Elles font valoir que la Sa Axa ne justifie pas avoir pris en charge des frais médicaux pour le compte de Mme [P] antérieurement à la date de consolidation, que la demande de Mme [P] au titre de la perte de gains professionnels futurs n'est pas justifiée puisqu'il ressort du rapport amiable du docteur [M] du 7 juillet 2005 et des rapports d'expertises judiciaires du docteur [B] du 9 novembre 2006 et du docteur [A] du 31 juillet 2012 qu'elle était apte à reprendre son activité professionnelle dans les conditions antérieures, que les déclarations d'inaptitude au travail émanant de la médecine du travail de la Principauté de Monaco du 9 juin 2005, de la médecine du travail italienne du 27 novembre 2009 et le prononcé de l'arrêt de la cour d'appel de Monaco du 15 décembre 2009 ont été antérieurs au dépôt de son rapport par le docteur [A] qui a relevé que l'examen clinique était normal et que le syndrome d'algodystrophie invoqué n'a pas été confirmé lors de la scintigraphie osseuse du 1er février 2005 ni même lors de la nouvelle scintigraphie réalisée en décembre 2005 en Italie, que l'expert a retenu que les conséquences physiques de l'accident du 5 août 2004 n'ont aucune incidence sur l'activité professionnelle de Mme [P], que d'ailleurs celle-ci conserve 97 % de ses capacités.

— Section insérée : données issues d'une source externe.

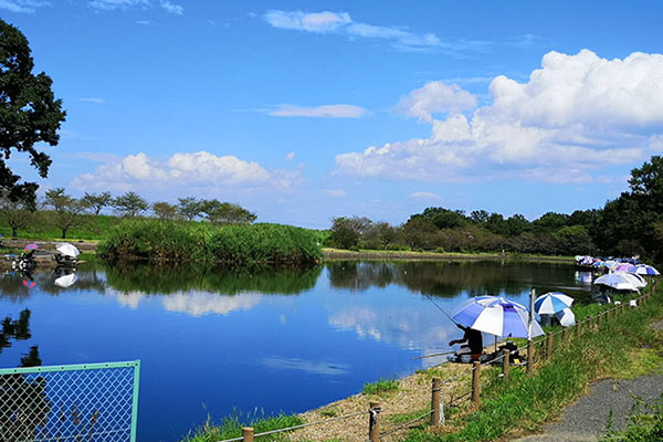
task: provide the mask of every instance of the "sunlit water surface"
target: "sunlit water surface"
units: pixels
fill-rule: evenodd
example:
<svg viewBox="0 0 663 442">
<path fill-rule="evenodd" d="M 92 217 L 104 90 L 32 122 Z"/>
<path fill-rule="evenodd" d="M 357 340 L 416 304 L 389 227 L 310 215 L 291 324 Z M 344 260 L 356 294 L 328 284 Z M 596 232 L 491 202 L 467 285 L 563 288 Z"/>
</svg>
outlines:
<svg viewBox="0 0 663 442">
<path fill-rule="evenodd" d="M 0 316 L 31 311 L 25 340 L 44 366 L 140 359 L 139 441 L 176 442 L 210 417 L 301 412 L 366 382 L 440 364 L 451 312 L 476 294 L 528 303 L 532 288 L 588 298 L 572 265 L 335 262 L 307 271 L 201 271 L 83 264 L 75 277 L 7 273 Z M 74 280 L 73 282 L 71 280 Z M 433 301 L 431 301 L 433 299 Z"/>
</svg>

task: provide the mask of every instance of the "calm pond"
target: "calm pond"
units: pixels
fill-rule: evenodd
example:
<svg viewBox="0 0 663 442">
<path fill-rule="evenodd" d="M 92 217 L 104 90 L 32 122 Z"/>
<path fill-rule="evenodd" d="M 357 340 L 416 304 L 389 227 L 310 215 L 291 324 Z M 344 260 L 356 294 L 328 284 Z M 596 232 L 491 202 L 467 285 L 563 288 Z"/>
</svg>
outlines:
<svg viewBox="0 0 663 442">
<path fill-rule="evenodd" d="M 19 366 L 32 346 L 45 366 L 140 359 L 147 442 L 179 441 L 233 410 L 305 411 L 440 364 L 412 359 L 460 335 L 435 304 L 451 312 L 477 294 L 527 304 L 530 288 L 583 302 L 591 288 L 571 263 L 508 261 L 213 272 L 90 263 L 67 287 L 57 276 L 0 278 L 0 318 L 31 312 L 31 337 L 0 347 L 0 367 Z"/>
</svg>

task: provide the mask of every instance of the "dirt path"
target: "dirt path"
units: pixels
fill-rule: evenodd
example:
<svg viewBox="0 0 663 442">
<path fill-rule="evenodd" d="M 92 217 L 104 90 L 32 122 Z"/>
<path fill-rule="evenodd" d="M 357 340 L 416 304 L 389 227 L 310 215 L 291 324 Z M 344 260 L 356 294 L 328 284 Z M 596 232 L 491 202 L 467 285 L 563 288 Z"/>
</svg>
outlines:
<svg viewBox="0 0 663 442">
<path fill-rule="evenodd" d="M 652 327 L 663 330 L 663 319 L 654 323 Z M 594 382 L 589 394 L 567 408 L 558 422 L 546 425 L 544 433 L 517 439 L 516 442 L 593 442 L 606 433 L 611 414 L 612 427 L 623 429 L 635 398 L 651 401 L 661 394 L 661 370 L 630 380 L 604 379 Z"/>
</svg>

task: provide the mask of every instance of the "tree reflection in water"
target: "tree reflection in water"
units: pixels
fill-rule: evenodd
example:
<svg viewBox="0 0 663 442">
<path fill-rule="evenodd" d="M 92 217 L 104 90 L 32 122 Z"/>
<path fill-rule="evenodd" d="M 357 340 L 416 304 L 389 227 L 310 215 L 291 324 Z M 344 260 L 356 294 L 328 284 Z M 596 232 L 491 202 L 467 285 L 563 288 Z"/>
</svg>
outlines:
<svg viewBox="0 0 663 442">
<path fill-rule="evenodd" d="M 501 261 L 358 262 L 327 263 L 329 282 L 336 288 L 366 291 L 391 284 L 427 295 L 456 297 L 462 294 L 518 296 L 530 288 L 548 290 L 569 264 Z M 545 283 L 543 283 L 545 282 Z M 559 284 L 565 284 L 564 280 Z M 577 287 L 571 291 L 585 296 Z"/>
</svg>

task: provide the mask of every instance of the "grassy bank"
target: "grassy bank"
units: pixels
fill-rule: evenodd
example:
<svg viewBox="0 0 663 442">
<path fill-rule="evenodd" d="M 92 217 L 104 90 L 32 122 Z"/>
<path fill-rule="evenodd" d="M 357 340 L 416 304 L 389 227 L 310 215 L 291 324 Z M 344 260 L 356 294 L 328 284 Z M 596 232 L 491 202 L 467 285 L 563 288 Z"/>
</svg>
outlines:
<svg viewBox="0 0 663 442">
<path fill-rule="evenodd" d="M 440 429 L 428 427 L 428 419 L 419 421 L 420 425 L 398 439 L 411 442 L 423 441 L 496 441 L 511 440 L 525 433 L 535 432 L 544 423 L 556 419 L 564 408 L 587 391 L 591 381 L 611 377 L 630 378 L 641 376 L 654 368 L 660 368 L 662 360 L 662 339 L 657 332 L 650 327 L 653 319 L 663 316 L 663 290 L 649 302 L 638 308 L 630 308 L 623 314 L 602 322 L 600 329 L 590 330 L 582 325 L 582 336 L 569 330 L 569 337 L 562 341 L 559 328 L 555 337 L 554 356 L 545 359 L 537 344 L 536 370 L 528 375 L 522 369 L 512 369 L 509 381 L 498 377 L 499 367 L 485 367 L 482 370 L 481 408 L 474 408 L 469 401 L 461 406 L 445 406 L 446 425 Z M 594 316 L 612 306 L 587 305 L 575 309 L 579 320 Z M 596 324 L 596 320 L 594 320 Z M 432 377 L 443 380 L 467 371 L 467 366 L 441 365 L 420 370 L 408 378 L 381 380 L 365 386 L 365 391 L 351 398 L 327 404 L 319 410 L 304 413 L 307 422 L 323 421 L 328 418 L 345 415 L 366 410 L 369 400 L 378 400 L 382 406 L 383 430 L 399 422 L 407 422 L 425 414 L 430 403 L 430 381 Z M 464 380 L 463 380 L 464 379 Z M 446 400 L 460 398 L 466 393 L 465 382 L 445 383 Z M 454 383 L 461 382 L 461 383 Z M 387 391 L 387 392 L 383 392 Z M 412 400 L 413 394 L 421 398 Z M 410 402 L 414 407 L 402 407 Z M 399 408 L 391 413 L 391 410 Z M 319 433 L 295 433 L 288 440 L 294 441 L 341 441 L 366 438 L 366 419 L 358 422 L 337 421 L 332 424 L 312 427 Z M 245 422 L 246 423 L 246 422 Z M 274 423 L 274 422 L 272 422 Z M 336 428 L 330 428 L 335 427 Z M 608 422 L 607 422 L 608 424 Z M 357 427 L 358 425 L 358 427 Z M 284 425 L 287 427 L 287 425 Z M 204 431 L 198 434 L 204 438 Z M 210 431 L 208 428 L 207 431 Z M 215 430 L 214 430 L 215 431 Z M 323 435 L 324 434 L 324 435 Z M 235 431 L 234 436 L 240 435 Z M 191 439 L 193 440 L 193 439 Z M 197 439 L 207 441 L 211 439 Z"/>
<path fill-rule="evenodd" d="M 314 264 L 320 248 L 311 231 L 290 225 L 128 220 L 97 245 L 109 260 L 207 262 L 218 264 Z"/>
<path fill-rule="evenodd" d="M 533 376 L 516 371 L 509 382 L 494 377 L 483 388 L 481 408 L 452 420 L 456 432 L 419 429 L 404 440 L 494 441 L 513 435 L 515 429 L 532 432 L 558 417 L 592 380 L 639 376 L 661 367 L 661 337 L 650 327 L 663 315 L 661 292 L 645 305 L 604 322 L 600 329 L 586 328 L 580 338 L 558 340 L 554 356 L 539 364 Z"/>
</svg>

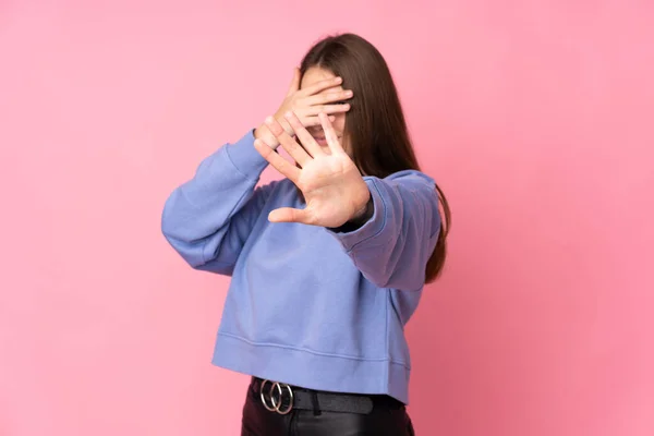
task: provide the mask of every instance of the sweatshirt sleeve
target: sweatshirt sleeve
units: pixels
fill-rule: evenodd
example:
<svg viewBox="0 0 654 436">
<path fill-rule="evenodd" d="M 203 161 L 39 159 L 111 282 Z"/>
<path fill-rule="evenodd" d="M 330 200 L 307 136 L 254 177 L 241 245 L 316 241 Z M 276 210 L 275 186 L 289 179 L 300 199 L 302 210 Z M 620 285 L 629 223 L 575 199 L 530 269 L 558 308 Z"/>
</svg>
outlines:
<svg viewBox="0 0 654 436">
<path fill-rule="evenodd" d="M 166 201 L 161 231 L 193 267 L 231 275 L 275 182 L 256 187 L 268 162 L 249 132 L 205 158 Z"/>
<path fill-rule="evenodd" d="M 434 180 L 414 170 L 364 180 L 373 199 L 372 218 L 350 232 L 327 231 L 363 276 L 379 288 L 422 289 L 440 231 Z"/>
</svg>

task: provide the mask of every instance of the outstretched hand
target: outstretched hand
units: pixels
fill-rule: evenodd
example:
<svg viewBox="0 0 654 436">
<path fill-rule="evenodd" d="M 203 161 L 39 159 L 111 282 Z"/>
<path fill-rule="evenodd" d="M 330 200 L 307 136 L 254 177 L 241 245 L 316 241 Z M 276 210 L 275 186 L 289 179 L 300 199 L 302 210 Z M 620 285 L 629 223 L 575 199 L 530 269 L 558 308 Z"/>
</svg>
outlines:
<svg viewBox="0 0 654 436">
<path fill-rule="evenodd" d="M 274 117 L 266 119 L 266 125 L 301 168 L 282 158 L 261 140 L 256 140 L 254 145 L 272 167 L 302 191 L 306 207 L 275 209 L 268 219 L 272 222 L 302 222 L 337 228 L 362 216 L 371 193 L 361 172 L 342 148 L 328 116 L 319 116 L 327 147 L 322 147 L 313 138 L 294 113 L 288 112 L 284 118 L 302 145 Z"/>
</svg>

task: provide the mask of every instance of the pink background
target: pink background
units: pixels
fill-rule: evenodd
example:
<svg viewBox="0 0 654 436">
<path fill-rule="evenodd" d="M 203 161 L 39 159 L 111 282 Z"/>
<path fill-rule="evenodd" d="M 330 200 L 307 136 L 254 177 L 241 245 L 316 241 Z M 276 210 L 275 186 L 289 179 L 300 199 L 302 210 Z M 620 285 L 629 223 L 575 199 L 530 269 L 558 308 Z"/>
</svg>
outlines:
<svg viewBox="0 0 654 436">
<path fill-rule="evenodd" d="M 160 211 L 337 31 L 387 58 L 455 210 L 408 328 L 419 435 L 653 435 L 653 23 L 645 0 L 0 2 L 0 435 L 238 434 L 246 377 L 209 364 L 228 280 Z"/>
</svg>

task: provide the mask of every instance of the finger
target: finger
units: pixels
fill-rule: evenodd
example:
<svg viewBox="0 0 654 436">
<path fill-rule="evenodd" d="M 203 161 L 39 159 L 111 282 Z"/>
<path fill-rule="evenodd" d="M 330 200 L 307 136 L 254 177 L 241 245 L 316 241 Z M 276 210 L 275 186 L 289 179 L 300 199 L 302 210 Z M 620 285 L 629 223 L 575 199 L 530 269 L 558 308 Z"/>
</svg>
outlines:
<svg viewBox="0 0 654 436">
<path fill-rule="evenodd" d="M 344 105 L 319 105 L 319 106 L 310 106 L 306 108 L 306 114 L 308 116 L 317 116 L 320 112 L 325 113 L 343 113 L 350 110 L 350 104 Z"/>
<path fill-rule="evenodd" d="M 353 95 L 354 93 L 351 89 L 329 90 L 312 95 L 310 97 L 305 97 L 303 99 L 303 104 L 305 104 L 306 106 L 314 106 L 325 105 L 328 102 L 344 101 L 352 98 Z"/>
<path fill-rule="evenodd" d="M 335 122 L 336 117 L 329 116 L 329 121 Z M 305 118 L 302 123 L 304 124 L 305 128 L 313 128 L 316 125 L 322 125 L 320 119 L 318 118 L 318 116 Z"/>
<path fill-rule="evenodd" d="M 346 153 L 340 142 L 338 141 L 338 135 L 334 131 L 334 128 L 331 126 L 331 122 L 329 121 L 329 118 L 327 118 L 327 114 L 320 113 L 318 117 L 320 118 L 320 124 L 323 125 L 323 130 L 325 131 L 325 138 L 327 140 L 327 145 L 329 145 L 329 149 L 331 149 L 331 153 L 334 155 L 339 153 Z"/>
<path fill-rule="evenodd" d="M 301 222 L 310 225 L 311 216 L 305 209 L 294 209 L 292 207 L 281 207 L 268 214 L 270 222 Z"/>
<path fill-rule="evenodd" d="M 303 88 L 302 94 L 305 96 L 311 96 L 320 93 L 325 89 L 331 88 L 334 86 L 338 86 L 341 83 L 343 83 L 343 80 L 341 77 L 325 78 L 324 81 L 316 82 L 315 84 Z"/>
<path fill-rule="evenodd" d="M 325 152 L 323 152 L 320 145 L 316 142 L 316 140 L 314 140 L 311 133 L 304 129 L 304 125 L 302 125 L 302 122 L 300 122 L 300 119 L 293 112 L 287 112 L 284 118 L 289 124 L 291 124 L 291 128 L 293 128 L 293 131 L 295 132 L 295 136 L 298 136 L 298 140 L 300 140 L 302 146 L 306 152 L 308 152 L 310 155 L 312 155 L 314 158 L 325 155 Z"/>
<path fill-rule="evenodd" d="M 262 140 L 254 141 L 254 148 L 266 159 L 277 171 L 286 175 L 291 182 L 296 183 L 300 179 L 300 169 L 279 156 Z"/>
<path fill-rule="evenodd" d="M 298 66 L 295 66 L 293 69 L 293 80 L 291 81 L 291 84 L 289 85 L 289 92 L 287 93 L 287 96 L 290 96 L 291 94 L 295 93 L 298 89 L 300 89 L 300 69 Z"/>
<path fill-rule="evenodd" d="M 311 156 L 306 150 L 283 130 L 281 124 L 274 117 L 268 117 L 266 119 L 266 125 L 275 137 L 277 137 L 277 141 L 279 141 L 282 148 L 287 150 L 301 167 L 304 167 L 311 159 Z"/>
</svg>

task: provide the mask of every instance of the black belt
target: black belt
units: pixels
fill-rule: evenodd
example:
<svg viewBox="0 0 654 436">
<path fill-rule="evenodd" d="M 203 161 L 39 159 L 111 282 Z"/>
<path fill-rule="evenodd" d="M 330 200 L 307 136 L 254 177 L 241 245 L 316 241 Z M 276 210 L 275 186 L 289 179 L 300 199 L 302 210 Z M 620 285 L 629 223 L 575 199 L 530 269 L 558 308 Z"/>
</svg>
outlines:
<svg viewBox="0 0 654 436">
<path fill-rule="evenodd" d="M 252 378 L 252 390 L 257 393 L 264 407 L 271 412 L 287 414 L 293 409 L 368 414 L 375 407 L 400 409 L 404 404 L 392 397 L 384 395 L 337 393 L 305 389 L 284 383 Z"/>
</svg>

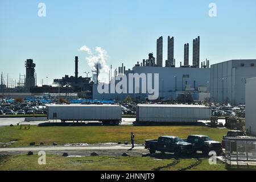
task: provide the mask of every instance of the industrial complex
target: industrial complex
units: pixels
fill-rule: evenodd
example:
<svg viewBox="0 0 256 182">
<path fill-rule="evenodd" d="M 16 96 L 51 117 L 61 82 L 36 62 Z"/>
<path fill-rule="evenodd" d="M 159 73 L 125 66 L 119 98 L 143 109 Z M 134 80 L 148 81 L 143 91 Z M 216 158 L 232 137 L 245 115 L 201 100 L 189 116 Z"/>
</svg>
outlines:
<svg viewBox="0 0 256 182">
<path fill-rule="evenodd" d="M 109 83 L 106 84 L 109 90 L 110 83 L 114 86 L 123 76 L 128 77 L 131 74 L 142 76 L 142 74 L 148 75 L 158 74 L 158 100 L 179 100 L 183 102 L 191 101 L 207 101 L 232 105 L 245 103 L 245 80 L 248 78 L 256 77 L 256 60 L 233 60 L 212 65 L 209 60 L 200 62 L 200 37 L 193 40 L 192 65 L 189 64 L 189 43 L 184 44 L 184 61 L 176 65 L 174 57 L 174 38 L 168 36 L 167 39 L 167 59 L 163 67 L 163 38 L 156 40 L 156 58 L 153 53 L 148 54 L 147 59 L 141 63 L 138 61 L 131 69 L 127 69 L 122 64 L 118 69 L 109 71 Z M 200 66 L 201 63 L 201 66 Z M 20 74 L 19 80 L 14 81 L 1 75 L 0 91 L 2 97 L 33 98 L 42 96 L 61 96 L 65 98 L 81 98 L 93 100 L 112 100 L 122 101 L 129 96 L 132 99 L 146 101 L 148 99 L 148 93 L 143 93 L 142 80 L 139 85 L 135 82 L 129 83 L 127 80 L 123 89 L 134 92 L 99 93 L 98 86 L 101 83 L 98 76 L 100 72 L 97 68 L 97 73 L 92 80 L 88 76 L 79 76 L 79 57 L 75 58 L 75 75 L 65 75 L 61 78 L 54 79 L 53 85 L 37 84 L 36 64 L 32 59 L 25 61 L 26 75 Z M 202 76 L 203 75 L 204 76 Z M 140 78 L 142 77 L 141 77 Z M 152 85 L 155 85 L 152 79 Z M 136 88 L 137 87 L 137 88 Z M 49 97 L 49 96 L 48 96 Z M 49 97 L 51 97 L 49 96 Z"/>
</svg>

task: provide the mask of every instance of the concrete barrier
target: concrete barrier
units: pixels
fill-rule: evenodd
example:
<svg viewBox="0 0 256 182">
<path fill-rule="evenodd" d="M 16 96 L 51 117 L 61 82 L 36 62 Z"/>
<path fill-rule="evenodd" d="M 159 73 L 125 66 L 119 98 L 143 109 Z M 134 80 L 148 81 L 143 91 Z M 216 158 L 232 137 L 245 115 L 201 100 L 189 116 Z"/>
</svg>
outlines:
<svg viewBox="0 0 256 182">
<path fill-rule="evenodd" d="M 46 117 L 32 117 L 32 118 L 25 118 L 24 121 L 48 121 Z"/>
</svg>

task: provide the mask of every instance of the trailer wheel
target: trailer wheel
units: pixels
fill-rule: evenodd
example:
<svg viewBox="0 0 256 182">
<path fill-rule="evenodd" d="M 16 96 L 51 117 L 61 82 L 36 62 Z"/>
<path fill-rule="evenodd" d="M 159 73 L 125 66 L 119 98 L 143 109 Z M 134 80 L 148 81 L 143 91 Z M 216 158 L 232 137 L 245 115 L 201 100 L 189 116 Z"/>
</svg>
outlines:
<svg viewBox="0 0 256 182">
<path fill-rule="evenodd" d="M 155 147 L 155 146 L 151 146 L 150 147 L 150 148 L 149 148 L 149 151 L 150 151 L 150 153 L 151 154 L 155 154 L 155 151 L 156 151 Z"/>
<path fill-rule="evenodd" d="M 115 123 L 115 125 L 119 125 L 119 121 L 116 121 Z"/>
</svg>

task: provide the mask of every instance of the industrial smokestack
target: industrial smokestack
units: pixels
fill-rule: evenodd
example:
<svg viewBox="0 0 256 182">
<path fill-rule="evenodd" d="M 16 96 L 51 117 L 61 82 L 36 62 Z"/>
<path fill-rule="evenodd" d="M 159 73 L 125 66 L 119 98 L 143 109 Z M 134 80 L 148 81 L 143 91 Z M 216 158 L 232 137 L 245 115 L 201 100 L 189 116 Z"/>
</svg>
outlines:
<svg viewBox="0 0 256 182">
<path fill-rule="evenodd" d="M 122 75 L 123 74 L 123 63 L 122 63 L 122 71 L 121 71 Z"/>
<path fill-rule="evenodd" d="M 97 84 L 98 84 L 98 64 L 97 64 Z"/>
<path fill-rule="evenodd" d="M 78 78 L 78 56 L 75 57 L 75 77 L 76 79 L 76 84 L 77 84 Z"/>
</svg>

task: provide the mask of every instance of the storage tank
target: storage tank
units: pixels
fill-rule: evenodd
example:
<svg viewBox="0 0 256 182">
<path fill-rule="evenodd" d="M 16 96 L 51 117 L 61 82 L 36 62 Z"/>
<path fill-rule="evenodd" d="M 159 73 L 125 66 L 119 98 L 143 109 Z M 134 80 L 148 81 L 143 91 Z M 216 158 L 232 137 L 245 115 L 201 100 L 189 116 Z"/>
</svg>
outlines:
<svg viewBox="0 0 256 182">
<path fill-rule="evenodd" d="M 203 105 L 140 104 L 136 114 L 138 122 L 196 122 L 209 120 L 212 111 Z"/>
<path fill-rule="evenodd" d="M 119 125 L 121 107 L 113 105 L 48 105 L 47 119 L 67 121 L 97 121 L 104 125 Z"/>
</svg>

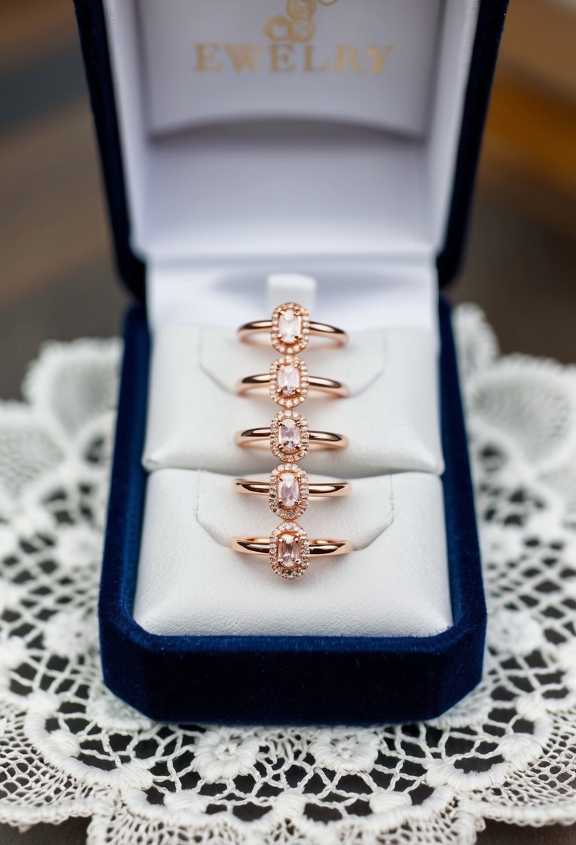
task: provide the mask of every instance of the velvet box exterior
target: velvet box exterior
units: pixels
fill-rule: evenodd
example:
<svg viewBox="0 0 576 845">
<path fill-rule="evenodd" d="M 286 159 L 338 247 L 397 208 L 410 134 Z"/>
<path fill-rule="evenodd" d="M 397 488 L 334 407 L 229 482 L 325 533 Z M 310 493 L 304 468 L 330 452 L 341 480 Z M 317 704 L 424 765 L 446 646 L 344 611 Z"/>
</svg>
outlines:
<svg viewBox="0 0 576 845">
<path fill-rule="evenodd" d="M 121 275 L 144 297 L 145 267 L 130 220 L 101 0 L 75 0 Z M 461 254 L 506 0 L 480 4 L 465 94 L 440 285 Z M 134 621 L 146 490 L 141 457 L 149 332 L 144 304 L 125 325 L 125 354 L 100 597 L 108 687 L 160 721 L 356 722 L 431 718 L 474 688 L 486 630 L 480 553 L 449 308 L 440 299 L 442 440 L 453 625 L 430 637 L 161 636 Z"/>
</svg>

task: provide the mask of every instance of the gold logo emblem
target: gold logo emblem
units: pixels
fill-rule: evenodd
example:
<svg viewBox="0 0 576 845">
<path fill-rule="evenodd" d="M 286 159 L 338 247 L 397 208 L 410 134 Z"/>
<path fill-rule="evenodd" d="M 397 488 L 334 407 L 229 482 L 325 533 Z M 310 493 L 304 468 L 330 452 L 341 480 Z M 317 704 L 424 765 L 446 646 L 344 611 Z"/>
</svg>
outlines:
<svg viewBox="0 0 576 845">
<path fill-rule="evenodd" d="M 286 14 L 273 15 L 264 23 L 264 35 L 271 41 L 305 44 L 316 33 L 314 15 L 320 6 L 334 6 L 338 0 L 286 0 Z"/>
<path fill-rule="evenodd" d="M 268 43 L 197 43 L 194 70 L 198 74 L 225 70 L 236 74 L 383 74 L 392 45 L 335 44 L 323 56 L 317 55 L 312 43 L 316 14 L 321 6 L 334 6 L 338 2 L 285 0 L 285 14 L 272 15 L 264 21 Z"/>
</svg>

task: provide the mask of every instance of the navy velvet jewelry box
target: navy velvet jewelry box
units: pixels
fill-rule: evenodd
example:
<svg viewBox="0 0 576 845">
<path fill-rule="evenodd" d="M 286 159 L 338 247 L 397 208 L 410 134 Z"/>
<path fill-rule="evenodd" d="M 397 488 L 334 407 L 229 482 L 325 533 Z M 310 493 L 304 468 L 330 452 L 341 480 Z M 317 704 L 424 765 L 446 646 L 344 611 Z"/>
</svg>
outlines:
<svg viewBox="0 0 576 845">
<path fill-rule="evenodd" d="M 441 286 L 454 275 L 462 249 L 506 4 L 479 4 L 437 259 Z M 104 4 L 75 0 L 75 5 L 120 273 L 143 300 L 146 266 L 131 245 L 126 154 Z M 199 55 L 209 61 L 205 50 Z M 100 597 L 102 667 L 114 693 L 161 721 L 361 723 L 431 718 L 474 688 L 481 674 L 486 608 L 450 312 L 442 297 L 439 334 L 452 626 L 429 637 L 159 635 L 142 629 L 132 613 L 147 483 L 142 454 L 150 357 L 146 308 L 133 306 L 125 326 Z"/>
</svg>

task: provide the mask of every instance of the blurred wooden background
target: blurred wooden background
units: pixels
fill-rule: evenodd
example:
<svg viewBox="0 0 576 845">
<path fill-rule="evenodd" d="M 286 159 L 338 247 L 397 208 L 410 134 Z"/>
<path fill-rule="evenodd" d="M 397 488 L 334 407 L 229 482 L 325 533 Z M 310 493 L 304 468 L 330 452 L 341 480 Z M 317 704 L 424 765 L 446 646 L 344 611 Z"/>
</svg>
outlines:
<svg viewBox="0 0 576 845">
<path fill-rule="evenodd" d="M 160 0 L 159 0 L 160 2 Z M 0 0 L 0 396 L 48 338 L 108 335 L 115 276 L 71 0 Z M 511 0 L 465 265 L 451 296 L 504 352 L 576 361 L 576 0 Z M 85 821 L 0 842 L 84 842 Z M 520 838 L 521 837 L 521 838 Z M 572 828 L 489 825 L 484 845 L 568 845 Z"/>
</svg>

Mme [P] demande aux termes de ses écritures du 22 décembre 2014, de :

confirmer le jugement en ce qui concerne

- l'indemnisation des postes de préjudice suivants :

* déficit fonctionnel temporaire total : 1 125 €

* déficit fonctionnel temporaire partiel : 742,50 €

* souffrances endurées : 3 500 €

* déficit fonctionnel permanent : 4 500 €

* perte de gains professionnels actuels : 2 511,43 euros

- l'absence de prise en compte des conclusions de l'expert judiciaire sur le poste perte de gains professionnels futurs,

- l'indemnisation de la perte de gains professionnels futurs compte tenu du caractère non sérieusement contestable de la perte de revenus professionnels directement liée aux conséquences de l'accident ayant entraîné une déclaration d'inaptitude au travail et fixer la perte de gains futurs à la somme de 131 105 €,

- la condamnation in solidum M. [R] et la Sa Gan d'une part et M. [E] et la Macif d'autre part à lui verser la somme de 4 000 € au titre de l'article 700 du code de procédure civile,

infirmer le jugement en ce qu'il

- l'a déboutée de sa demande tendant au remboursement de la somme totale de 8 752 € au titre des dépenses assumées personnellement pour sa prise en charge médicale entre le 21 décembre 2004 et le 18 février 2008 et en ce qu'il ne l'a déclarée fondée en sa demande de remboursement qu'à hauteur de 932,58 € sous réserve d'appeler en la cause les organismes sociaux dont elle relève alors qu'elle n'a pas à le faire dans la mesure où la législation italienne ne précise ni ne prévoit de poste de préjudice soumis ou non à recours et condamner en conséquence in solidum M. [R] et la Sa Gan d'une part, M. [E] et la Macif d'autre part, à lui verser la somme de 8 752 € au titre des dépenses de santé,

- l'a déboutée de sa demande en paiement des sommes de 1 300 € au titre des honoraires du docteur [G] et de 950 € au titre de l'assistance du docteur [O] lors de l'expertise du docteur [A] et condamner en conséquence in solidum M. [R] et la SA Gan d'une part, M. [E] et la Macif d'autre part, à lui verser ces sommes,

- l'a déboutée de sa demande tendant au remboursement de la somme de 363,53 € au titre de l'exécution du jugement avant dire droit du 12 décembre 2011,

condamner in solidum M. [R] et la Sa Gan d'une part, M. [E] et la Macif d'autre part aux entiers dépens de première instance et d'appel avec application de l'article 699 du code de procédure civile et à lui verser la somme de 5 000 € au titre de l'article 700 du code de procédure civile.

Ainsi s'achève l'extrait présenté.